Однако с каждым днем мне становилось все тяжелее длить мою позорную жизнь, и мое самолюбие все настойчивее повторяло мне, что так или иначе я ее изменить должен. После долгой борьбы с самим собою, после горьких раздумий в течение целых ночей и одиноких слез я, наконец, решился на половинную меру. Максим отправлял свое посольство к Юстине и Валентиниану, чтобы продолжить переговоры, начатые при посредстве Амбросия. Я попросил, чтобы меня назначили в это посольство, надеясь, что разлука с Гесперией успокоит мои чувства и даст мне силы принять твердое решение. Моя просьба была удовлетворена, и, в звании магистриана, я поехал, с другими членами посольства, в Медиолан, куда переселился юный брат Грациана.

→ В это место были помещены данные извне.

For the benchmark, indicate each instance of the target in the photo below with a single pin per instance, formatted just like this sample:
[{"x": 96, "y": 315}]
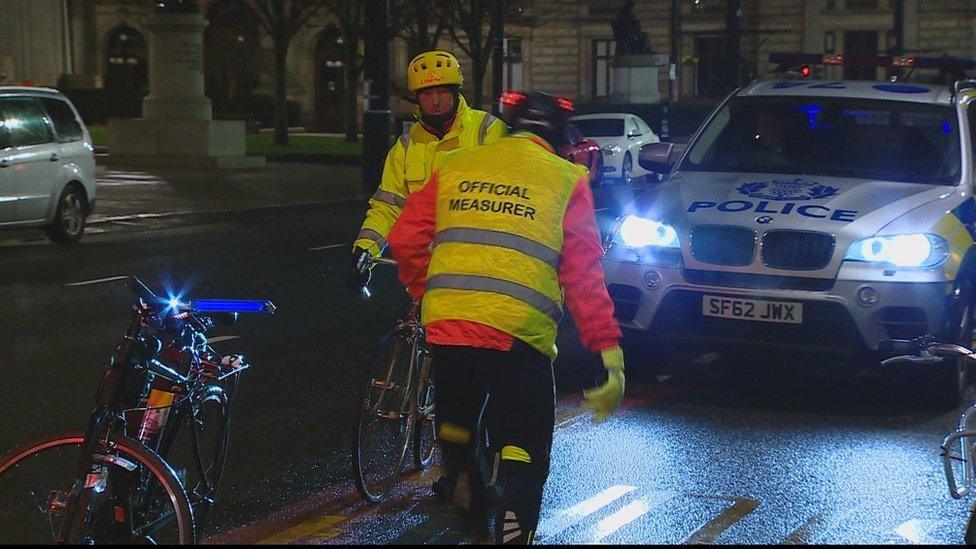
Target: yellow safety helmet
[{"x": 433, "y": 68}]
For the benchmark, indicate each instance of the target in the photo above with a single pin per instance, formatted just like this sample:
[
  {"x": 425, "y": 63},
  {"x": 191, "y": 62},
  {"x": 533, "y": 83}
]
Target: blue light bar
[{"x": 232, "y": 306}]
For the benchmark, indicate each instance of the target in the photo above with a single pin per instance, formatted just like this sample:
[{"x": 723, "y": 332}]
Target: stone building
[{"x": 565, "y": 46}]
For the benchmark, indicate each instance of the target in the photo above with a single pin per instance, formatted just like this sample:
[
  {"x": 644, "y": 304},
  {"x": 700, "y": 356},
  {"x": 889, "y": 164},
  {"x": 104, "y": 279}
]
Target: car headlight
[
  {"x": 638, "y": 232},
  {"x": 901, "y": 250}
]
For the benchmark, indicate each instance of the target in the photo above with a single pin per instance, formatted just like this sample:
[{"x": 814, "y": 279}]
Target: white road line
[
  {"x": 920, "y": 531},
  {"x": 622, "y": 517},
  {"x": 97, "y": 281},
  {"x": 566, "y": 518}
]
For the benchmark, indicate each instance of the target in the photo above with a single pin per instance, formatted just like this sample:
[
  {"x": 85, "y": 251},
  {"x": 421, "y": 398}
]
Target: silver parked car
[
  {"x": 810, "y": 216},
  {"x": 47, "y": 163}
]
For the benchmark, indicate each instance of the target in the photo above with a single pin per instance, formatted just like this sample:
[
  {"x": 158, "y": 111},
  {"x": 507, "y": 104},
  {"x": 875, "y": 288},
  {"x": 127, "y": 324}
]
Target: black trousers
[{"x": 516, "y": 391}]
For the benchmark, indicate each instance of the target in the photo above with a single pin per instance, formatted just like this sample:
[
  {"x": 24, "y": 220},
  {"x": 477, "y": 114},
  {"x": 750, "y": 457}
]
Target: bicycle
[
  {"x": 396, "y": 407},
  {"x": 959, "y": 446},
  {"x": 165, "y": 399}
]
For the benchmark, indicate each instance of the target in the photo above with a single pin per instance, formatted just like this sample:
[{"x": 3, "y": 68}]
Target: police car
[{"x": 809, "y": 216}]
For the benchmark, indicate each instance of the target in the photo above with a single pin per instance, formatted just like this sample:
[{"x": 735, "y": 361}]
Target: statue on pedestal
[{"x": 627, "y": 32}]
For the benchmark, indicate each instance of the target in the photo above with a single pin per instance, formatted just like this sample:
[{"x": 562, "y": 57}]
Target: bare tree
[
  {"x": 467, "y": 23},
  {"x": 349, "y": 16},
  {"x": 421, "y": 23},
  {"x": 282, "y": 19}
]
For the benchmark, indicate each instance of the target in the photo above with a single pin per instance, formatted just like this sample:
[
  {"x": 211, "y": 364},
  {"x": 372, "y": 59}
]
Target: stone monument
[
  {"x": 177, "y": 127},
  {"x": 634, "y": 66}
]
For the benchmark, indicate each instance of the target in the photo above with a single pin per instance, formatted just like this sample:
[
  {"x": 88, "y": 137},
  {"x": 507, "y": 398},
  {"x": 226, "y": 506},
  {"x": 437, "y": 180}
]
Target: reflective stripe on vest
[
  {"x": 389, "y": 198},
  {"x": 485, "y": 124},
  {"x": 533, "y": 298},
  {"x": 527, "y": 246}
]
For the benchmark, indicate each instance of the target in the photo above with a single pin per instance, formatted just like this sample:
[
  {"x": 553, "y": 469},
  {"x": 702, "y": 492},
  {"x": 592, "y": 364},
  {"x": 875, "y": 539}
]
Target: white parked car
[
  {"x": 47, "y": 163},
  {"x": 620, "y": 136}
]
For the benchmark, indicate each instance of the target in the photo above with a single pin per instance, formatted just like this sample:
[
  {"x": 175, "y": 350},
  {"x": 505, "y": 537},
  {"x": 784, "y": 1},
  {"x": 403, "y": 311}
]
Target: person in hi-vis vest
[
  {"x": 445, "y": 122},
  {"x": 494, "y": 243}
]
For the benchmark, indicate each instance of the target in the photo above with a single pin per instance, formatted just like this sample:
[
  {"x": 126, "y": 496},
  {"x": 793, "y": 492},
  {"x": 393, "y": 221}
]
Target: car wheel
[
  {"x": 596, "y": 170},
  {"x": 69, "y": 217},
  {"x": 948, "y": 381},
  {"x": 626, "y": 168}
]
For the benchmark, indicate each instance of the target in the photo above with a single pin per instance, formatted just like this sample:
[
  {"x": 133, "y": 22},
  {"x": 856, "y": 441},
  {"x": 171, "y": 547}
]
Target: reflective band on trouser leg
[
  {"x": 514, "y": 453},
  {"x": 454, "y": 433},
  {"x": 532, "y": 297},
  {"x": 389, "y": 198},
  {"x": 522, "y": 244}
]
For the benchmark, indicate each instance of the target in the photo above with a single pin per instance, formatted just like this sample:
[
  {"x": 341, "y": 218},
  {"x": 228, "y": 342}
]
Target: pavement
[{"x": 152, "y": 196}]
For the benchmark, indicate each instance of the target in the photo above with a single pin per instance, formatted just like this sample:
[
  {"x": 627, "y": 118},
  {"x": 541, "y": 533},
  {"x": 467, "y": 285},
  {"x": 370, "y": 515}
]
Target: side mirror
[{"x": 656, "y": 157}]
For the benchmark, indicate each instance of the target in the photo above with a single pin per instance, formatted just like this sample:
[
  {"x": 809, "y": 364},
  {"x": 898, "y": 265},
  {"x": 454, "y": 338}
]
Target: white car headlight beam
[
  {"x": 639, "y": 232},
  {"x": 901, "y": 250}
]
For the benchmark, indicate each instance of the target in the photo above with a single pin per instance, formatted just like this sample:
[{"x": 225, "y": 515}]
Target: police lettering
[{"x": 764, "y": 206}]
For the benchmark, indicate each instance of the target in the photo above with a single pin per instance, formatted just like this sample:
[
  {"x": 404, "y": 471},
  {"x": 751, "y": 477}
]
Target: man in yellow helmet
[{"x": 445, "y": 122}]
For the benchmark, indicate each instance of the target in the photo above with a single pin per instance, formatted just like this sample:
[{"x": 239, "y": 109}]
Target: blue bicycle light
[{"x": 232, "y": 306}]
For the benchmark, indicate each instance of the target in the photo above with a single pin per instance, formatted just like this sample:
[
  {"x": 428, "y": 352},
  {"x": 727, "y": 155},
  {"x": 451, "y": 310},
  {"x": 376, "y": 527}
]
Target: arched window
[
  {"x": 330, "y": 85},
  {"x": 231, "y": 50},
  {"x": 127, "y": 67}
]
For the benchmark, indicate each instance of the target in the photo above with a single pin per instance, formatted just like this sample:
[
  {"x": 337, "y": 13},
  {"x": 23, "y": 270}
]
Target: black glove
[{"x": 358, "y": 273}]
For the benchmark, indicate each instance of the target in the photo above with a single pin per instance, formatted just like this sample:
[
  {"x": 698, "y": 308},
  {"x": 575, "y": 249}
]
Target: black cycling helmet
[{"x": 541, "y": 113}]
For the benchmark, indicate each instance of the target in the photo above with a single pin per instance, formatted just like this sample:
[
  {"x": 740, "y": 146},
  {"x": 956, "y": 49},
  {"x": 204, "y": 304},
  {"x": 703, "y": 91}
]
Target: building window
[
  {"x": 512, "y": 76},
  {"x": 861, "y": 4},
  {"x": 602, "y": 74},
  {"x": 862, "y": 43},
  {"x": 127, "y": 71}
]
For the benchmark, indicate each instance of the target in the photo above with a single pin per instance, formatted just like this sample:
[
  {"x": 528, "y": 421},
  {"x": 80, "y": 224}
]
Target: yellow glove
[{"x": 605, "y": 399}]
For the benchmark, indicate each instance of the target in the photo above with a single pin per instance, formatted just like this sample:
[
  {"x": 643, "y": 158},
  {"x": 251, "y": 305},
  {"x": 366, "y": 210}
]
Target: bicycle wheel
[
  {"x": 199, "y": 450},
  {"x": 131, "y": 495},
  {"x": 383, "y": 422},
  {"x": 425, "y": 434}
]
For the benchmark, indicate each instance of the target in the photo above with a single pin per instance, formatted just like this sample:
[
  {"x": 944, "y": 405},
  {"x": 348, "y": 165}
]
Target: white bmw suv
[
  {"x": 47, "y": 163},
  {"x": 809, "y": 216}
]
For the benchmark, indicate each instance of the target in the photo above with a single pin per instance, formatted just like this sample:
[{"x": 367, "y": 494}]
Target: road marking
[
  {"x": 566, "y": 518},
  {"x": 919, "y": 532},
  {"x": 628, "y": 514},
  {"x": 97, "y": 281},
  {"x": 711, "y": 530},
  {"x": 323, "y": 528},
  {"x": 815, "y": 525}
]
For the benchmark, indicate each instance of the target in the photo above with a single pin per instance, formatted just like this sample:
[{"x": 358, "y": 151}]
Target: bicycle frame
[{"x": 965, "y": 434}]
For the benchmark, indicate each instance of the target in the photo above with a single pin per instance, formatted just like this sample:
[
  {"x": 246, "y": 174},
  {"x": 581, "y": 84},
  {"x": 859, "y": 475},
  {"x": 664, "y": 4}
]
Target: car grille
[
  {"x": 826, "y": 326},
  {"x": 722, "y": 245},
  {"x": 797, "y": 250}
]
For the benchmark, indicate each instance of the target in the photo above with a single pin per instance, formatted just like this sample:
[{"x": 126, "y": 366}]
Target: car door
[
  {"x": 8, "y": 192},
  {"x": 34, "y": 159}
]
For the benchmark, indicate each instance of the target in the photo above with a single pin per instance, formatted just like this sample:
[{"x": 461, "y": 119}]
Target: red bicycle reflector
[{"x": 512, "y": 98}]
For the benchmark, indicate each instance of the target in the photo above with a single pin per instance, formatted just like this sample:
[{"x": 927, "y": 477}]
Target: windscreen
[
  {"x": 600, "y": 127},
  {"x": 842, "y": 137}
]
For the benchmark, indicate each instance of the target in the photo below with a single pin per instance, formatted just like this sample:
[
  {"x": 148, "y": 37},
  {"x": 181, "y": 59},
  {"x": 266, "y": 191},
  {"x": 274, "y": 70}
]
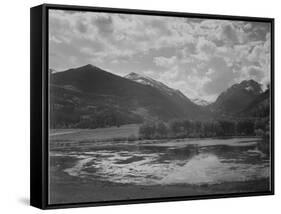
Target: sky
[{"x": 199, "y": 57}]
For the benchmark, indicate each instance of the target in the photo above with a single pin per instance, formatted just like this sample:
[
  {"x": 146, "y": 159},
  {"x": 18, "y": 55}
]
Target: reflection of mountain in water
[{"x": 191, "y": 162}]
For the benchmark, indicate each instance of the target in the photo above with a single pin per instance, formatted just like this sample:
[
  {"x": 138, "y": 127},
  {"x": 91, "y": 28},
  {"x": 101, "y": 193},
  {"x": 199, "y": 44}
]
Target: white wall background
[{"x": 14, "y": 106}]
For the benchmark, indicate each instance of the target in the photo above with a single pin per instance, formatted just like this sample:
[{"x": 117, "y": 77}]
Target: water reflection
[{"x": 171, "y": 162}]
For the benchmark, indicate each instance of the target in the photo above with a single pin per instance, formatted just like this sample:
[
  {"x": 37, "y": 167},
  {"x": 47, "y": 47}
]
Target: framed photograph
[{"x": 134, "y": 106}]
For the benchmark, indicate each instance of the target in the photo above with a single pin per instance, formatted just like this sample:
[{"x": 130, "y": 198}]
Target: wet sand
[{"x": 70, "y": 189}]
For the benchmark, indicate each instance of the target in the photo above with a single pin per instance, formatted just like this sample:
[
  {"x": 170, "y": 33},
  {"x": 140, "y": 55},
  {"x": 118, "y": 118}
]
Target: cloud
[{"x": 200, "y": 57}]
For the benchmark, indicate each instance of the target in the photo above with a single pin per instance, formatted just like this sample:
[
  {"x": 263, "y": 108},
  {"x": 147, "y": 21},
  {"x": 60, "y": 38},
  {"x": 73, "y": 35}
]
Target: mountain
[
  {"x": 200, "y": 102},
  {"x": 176, "y": 95},
  {"x": 89, "y": 96},
  {"x": 145, "y": 80},
  {"x": 236, "y": 98},
  {"x": 259, "y": 107}
]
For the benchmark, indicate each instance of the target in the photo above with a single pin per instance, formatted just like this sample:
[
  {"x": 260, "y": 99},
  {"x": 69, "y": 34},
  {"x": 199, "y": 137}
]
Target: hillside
[{"x": 91, "y": 97}]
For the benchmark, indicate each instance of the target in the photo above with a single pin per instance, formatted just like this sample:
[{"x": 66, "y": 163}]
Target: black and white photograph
[{"x": 149, "y": 106}]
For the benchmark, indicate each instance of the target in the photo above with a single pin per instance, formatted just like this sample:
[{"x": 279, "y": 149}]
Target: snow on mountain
[
  {"x": 149, "y": 81},
  {"x": 200, "y": 102}
]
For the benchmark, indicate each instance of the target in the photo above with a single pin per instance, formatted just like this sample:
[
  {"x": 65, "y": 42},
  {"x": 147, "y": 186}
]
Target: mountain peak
[{"x": 238, "y": 96}]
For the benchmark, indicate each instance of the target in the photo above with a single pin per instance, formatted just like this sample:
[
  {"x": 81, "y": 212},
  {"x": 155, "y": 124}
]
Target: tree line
[{"x": 213, "y": 128}]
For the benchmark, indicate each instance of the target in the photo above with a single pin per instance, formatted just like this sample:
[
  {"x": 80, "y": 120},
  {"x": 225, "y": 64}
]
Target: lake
[{"x": 165, "y": 162}]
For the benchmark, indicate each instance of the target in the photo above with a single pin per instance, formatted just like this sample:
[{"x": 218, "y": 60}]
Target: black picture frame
[{"x": 39, "y": 104}]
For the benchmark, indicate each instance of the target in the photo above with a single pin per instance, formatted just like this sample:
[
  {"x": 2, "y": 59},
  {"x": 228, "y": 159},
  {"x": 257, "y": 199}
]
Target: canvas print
[{"x": 146, "y": 106}]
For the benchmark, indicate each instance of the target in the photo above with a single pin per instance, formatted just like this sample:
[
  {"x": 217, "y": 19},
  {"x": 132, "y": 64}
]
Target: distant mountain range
[{"x": 90, "y": 97}]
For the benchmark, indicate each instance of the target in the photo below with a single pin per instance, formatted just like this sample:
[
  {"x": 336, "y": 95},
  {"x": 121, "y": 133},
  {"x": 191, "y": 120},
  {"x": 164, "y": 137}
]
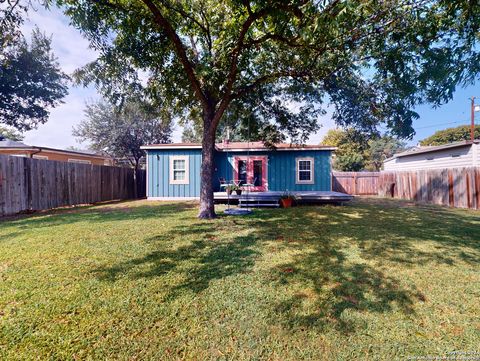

Опять довелось мне совершить переезд через Альпы и, по мере того как мы подвигались вперед и вставали передо мною знакомые местности, словно какая-то шелуха спадала с моей души. В моей памяти вставали пережитые мною бурные и счастливые дни, удивительный, оставшийся мне непонятным образ Реи, картины битвы, в которой я участвовал, «схватки и бой, пролитие крови, людей истребленье», странным мне стало казаться, что теперь я могу довольствоваться местом маленького служащего при сомнительном императоре, и честолюбие в моей душе начинало брать верх над безнадежной любовью. «Нет, – говорил я себе, – лучше вести жизнь безрадостную, но доблестную, лучше отречься от счастия навсегда, но быть полезным родине, чем изнывать в постыдном бездействии, скованным, как раб, цепями неразделенной страсти!» Встречая вновь людей, честно поклоняющихся богам предков, я чувствовал, что во мне возрождается вера в защиту бессмертных, и по ночам, наедине, я молил Олимпийцев помочь мне вернуться к настоящей жизни и набожно прочитывал молитвы, которым когда-то меня учила мать: «Luam Saturni, Iurites Quirini, Heriem Iunonis...»
В Медиолан мы приехали одновременно с новым Сенаторским посольством, во главе которого опять стоял Симмах. Римский Сенат, по смерти Грациана, решил сделать вторичную попытку добиться разрешения восстановить в Курии алтарь Победы, и вторично великий оратор взял на себя труд произнести перед юным императором речь в защиту древней Римской веры. Симмах узнал меня, когда мы с ним встретились на улице Медиолана, и дружески позвал меня к себе.
Словно чудодейственной водой, врачующей недуги души, была для меня приветливость префекта, который принял меня как равного, несмотря на свое высокое положение и все возрастающую славу писателя. Умные речи Симмаха о современном положении дел, о новом распадении империи, об обязанностях каждого Римлянина в такие смутные дни были для меня целебным напитком, возбуждающим силы и желание бороться. Но, может быть, всего живительнее подействовали на меня рассказы Симмаха о жизни в Городе и о знакомых мне лицах.